# Cristel Cookware



## hflesey (Nov 26, 2012)

I've recently moved to Paris and find myself in a tight situation...My kitchen is really small and I don't have a lot of room for pots and pans.  I've been researching new cookware and came across Cristel Cookware (manufactured in France).  

They seem well made and are designed to be space efficient, with removable handles, and do double duty as stove top or oven safe.

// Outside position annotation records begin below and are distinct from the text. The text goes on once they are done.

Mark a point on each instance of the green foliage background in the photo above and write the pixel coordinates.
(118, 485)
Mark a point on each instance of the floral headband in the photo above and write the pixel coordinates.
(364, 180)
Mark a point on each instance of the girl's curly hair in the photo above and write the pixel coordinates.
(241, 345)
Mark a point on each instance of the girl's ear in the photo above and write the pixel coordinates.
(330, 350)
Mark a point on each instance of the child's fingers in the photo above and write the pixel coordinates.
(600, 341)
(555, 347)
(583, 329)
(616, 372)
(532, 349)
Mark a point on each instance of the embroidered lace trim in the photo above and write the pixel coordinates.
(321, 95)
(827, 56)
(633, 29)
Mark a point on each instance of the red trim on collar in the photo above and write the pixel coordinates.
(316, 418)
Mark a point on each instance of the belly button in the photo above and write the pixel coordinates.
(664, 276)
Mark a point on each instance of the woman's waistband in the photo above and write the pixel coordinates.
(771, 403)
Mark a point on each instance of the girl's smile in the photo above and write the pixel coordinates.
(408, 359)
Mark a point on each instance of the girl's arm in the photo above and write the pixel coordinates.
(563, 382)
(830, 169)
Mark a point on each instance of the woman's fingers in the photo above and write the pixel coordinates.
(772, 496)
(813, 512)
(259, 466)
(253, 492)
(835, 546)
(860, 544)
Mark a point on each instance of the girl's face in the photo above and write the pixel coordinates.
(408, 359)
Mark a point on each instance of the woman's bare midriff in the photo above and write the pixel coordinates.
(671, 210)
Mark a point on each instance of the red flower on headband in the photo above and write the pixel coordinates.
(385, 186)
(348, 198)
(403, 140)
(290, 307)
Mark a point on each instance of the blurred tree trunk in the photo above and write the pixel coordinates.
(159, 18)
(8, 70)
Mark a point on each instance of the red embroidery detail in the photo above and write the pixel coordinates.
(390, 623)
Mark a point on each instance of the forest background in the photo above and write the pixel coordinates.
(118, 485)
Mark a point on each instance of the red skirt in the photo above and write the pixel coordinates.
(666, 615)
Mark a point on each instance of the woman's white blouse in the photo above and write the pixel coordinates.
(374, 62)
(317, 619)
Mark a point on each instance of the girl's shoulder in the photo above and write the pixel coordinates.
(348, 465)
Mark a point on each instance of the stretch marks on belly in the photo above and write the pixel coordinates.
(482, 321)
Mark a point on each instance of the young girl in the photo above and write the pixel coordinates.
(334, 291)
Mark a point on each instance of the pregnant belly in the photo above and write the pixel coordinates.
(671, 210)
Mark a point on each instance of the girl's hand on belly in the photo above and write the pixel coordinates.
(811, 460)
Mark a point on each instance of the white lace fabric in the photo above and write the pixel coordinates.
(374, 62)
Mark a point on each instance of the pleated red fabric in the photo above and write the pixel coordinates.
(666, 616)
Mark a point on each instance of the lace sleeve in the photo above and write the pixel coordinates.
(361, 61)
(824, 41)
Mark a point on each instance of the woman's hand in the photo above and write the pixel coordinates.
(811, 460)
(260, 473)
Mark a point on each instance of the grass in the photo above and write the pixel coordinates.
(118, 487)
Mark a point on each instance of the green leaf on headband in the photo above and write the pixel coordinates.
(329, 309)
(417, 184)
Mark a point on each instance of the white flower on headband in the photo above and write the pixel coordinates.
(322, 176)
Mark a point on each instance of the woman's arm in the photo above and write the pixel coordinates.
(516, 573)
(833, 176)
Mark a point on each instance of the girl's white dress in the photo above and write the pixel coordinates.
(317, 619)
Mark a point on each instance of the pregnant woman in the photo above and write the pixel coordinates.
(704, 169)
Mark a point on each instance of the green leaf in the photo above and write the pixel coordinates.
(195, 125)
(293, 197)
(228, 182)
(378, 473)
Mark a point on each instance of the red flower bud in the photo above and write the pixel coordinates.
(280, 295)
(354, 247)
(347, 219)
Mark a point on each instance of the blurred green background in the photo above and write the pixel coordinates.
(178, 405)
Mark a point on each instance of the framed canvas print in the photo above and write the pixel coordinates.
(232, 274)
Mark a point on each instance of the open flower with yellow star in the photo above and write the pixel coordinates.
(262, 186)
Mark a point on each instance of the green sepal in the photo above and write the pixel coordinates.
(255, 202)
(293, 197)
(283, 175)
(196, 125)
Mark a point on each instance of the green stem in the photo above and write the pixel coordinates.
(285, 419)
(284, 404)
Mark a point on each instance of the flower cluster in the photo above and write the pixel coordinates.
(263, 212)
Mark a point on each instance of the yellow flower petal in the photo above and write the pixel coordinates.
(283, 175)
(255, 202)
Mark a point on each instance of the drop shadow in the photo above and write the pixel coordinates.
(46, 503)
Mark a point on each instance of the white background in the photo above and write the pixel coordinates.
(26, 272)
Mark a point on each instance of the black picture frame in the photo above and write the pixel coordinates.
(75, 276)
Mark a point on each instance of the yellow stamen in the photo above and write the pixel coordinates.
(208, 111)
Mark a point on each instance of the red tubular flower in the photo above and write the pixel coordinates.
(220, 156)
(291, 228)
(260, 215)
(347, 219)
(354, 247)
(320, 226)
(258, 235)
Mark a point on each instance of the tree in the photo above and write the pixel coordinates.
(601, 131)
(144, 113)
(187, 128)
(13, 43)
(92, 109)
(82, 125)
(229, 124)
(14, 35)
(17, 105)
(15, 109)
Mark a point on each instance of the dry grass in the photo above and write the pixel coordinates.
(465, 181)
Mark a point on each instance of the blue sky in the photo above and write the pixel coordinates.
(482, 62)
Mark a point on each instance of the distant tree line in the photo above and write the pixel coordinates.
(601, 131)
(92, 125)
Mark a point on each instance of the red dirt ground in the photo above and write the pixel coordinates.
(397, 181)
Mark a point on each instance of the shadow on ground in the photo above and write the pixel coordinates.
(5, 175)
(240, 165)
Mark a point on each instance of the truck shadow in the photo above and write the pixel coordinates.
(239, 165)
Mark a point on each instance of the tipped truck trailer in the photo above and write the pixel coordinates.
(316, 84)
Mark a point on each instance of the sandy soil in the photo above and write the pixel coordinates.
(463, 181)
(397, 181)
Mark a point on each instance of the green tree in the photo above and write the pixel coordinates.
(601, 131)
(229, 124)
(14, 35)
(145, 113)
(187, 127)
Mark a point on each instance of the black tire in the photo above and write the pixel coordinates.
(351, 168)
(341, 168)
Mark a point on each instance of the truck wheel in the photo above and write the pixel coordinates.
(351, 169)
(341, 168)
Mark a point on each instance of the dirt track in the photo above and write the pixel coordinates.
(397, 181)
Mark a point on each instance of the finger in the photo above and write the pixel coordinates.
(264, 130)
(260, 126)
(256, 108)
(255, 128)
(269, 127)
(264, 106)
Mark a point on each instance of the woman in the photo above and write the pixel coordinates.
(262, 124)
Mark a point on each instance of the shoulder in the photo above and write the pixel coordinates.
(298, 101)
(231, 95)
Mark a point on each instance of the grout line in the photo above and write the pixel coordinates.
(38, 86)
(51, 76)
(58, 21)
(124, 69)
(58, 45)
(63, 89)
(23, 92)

I'm a little concerened that they may just be gimmicky.  Does anyone have experience with this cookware?  I've not been able to find substantive reviews on this product line.


----------



## wendyn (Nov 29, 2012)

I live in Trinidad & Tobago and think I was lucky to have found this one set of Cristel Cookware in a shop and bought a set.  I too was intrigued by the quality and stackable design with removable handles.  I bought my set over 12 years ago and they have lived up to their quality and still perfect.  They are by far the best cookware I have ever used - I absolutely love them.  Unfortunately, they are not for sale in my part of the world, but fortunately I married a French guy some yrs ago and was thrilled to find some pieces in a shop in France and have been able to add some pieces to my set and still want some pieces I hope to get on my next trip.  Just Wish Cristel would sell on-line.  You've made a great choice!!


----------



## hflesey (Nov 26, 2012)

Thank you for the feedback, Wendy.  I'll definitely start saving up my money and figuring out which pieces to purchase.  They're not cheap, but sound like they're worth the investment.  

As to the on-line purchasing, I have seen Cristel pieces for sale on-line through different web restauranteur websites.  Try googling it.

hf


----------